I have a program that takes in a csv file which stores data in this format ` Lastname,Name,YYYYMMDD` (last bit is year month day for birthday) that only accepts **only gregorian calendar years** and I want my program to display all files which corresponds to the input month (string of the name of the month).

For instance, if the input month is "May", my program should display all files that have 05 in the MM section of the birthday.

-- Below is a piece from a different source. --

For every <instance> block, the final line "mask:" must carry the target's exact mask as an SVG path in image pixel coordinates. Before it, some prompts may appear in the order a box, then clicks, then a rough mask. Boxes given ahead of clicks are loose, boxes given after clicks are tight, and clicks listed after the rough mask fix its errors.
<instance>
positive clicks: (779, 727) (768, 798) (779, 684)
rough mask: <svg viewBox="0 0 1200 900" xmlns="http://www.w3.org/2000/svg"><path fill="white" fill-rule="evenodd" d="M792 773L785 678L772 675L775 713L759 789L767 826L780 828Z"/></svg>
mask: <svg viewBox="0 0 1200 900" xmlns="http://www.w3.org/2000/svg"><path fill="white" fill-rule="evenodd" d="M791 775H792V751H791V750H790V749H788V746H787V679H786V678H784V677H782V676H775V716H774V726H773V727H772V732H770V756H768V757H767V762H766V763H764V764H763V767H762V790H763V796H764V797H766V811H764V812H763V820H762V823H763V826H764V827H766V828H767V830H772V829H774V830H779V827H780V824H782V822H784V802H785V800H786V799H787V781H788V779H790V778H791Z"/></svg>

Can anyone please help explain what should I ?

#!/bin/bash
    echo "Enter csv file"
    read file
    echo "Enter month"
    read month
    cat "$file" | cut -f3 -d',' |    // this line seperates the csv file and focuses on the 3rd argument, which are the birthdays

CodePudding user response：

Seems like an ideal job for awk

cat foo
Lastname,Name,20230523
foo,baz,20230117

m=May
awk -F, -vmonth=$m -f month.awk foo
Lastname,Name,20230523

month.awk is:

BEGIN {
    months["Jan"] = "01";
    months["Feb"] = "02";
    months["Mar"] = "03";
    months["Apr"] = "04";
    months["May"] = "05";
    code = months[month];
}

substr($3,5,2) ~ code {print $0; }

CodePudding user response：

Using BASH:

#!/bin/bash

month=May
target_csv=my.dat

while read -r line ; do 
    d="${line##*,}"
    case "${d:4:2}" in
        01) mm=Jan ;;
        02) mm=Feb ;;
        03) mm=Mar ;;
        04) mm=Apr ;;
        05) mm=May ;;
        06) mm=Jun ;;
        07) mm=Jul ;;
        08) mm=Aug ;;
        09) mm=Sep ;;
        10) mm=Oct ;;
        11) mm=Nov ;;
        12) mm=Dec ;;
        *) echo "unknown month" && exit 1 ;;
    esac

    if [[ "$month" == *"$mm"* ]] ; then
        printf "%s\n" "$line"
    fi
done <"$target_csv"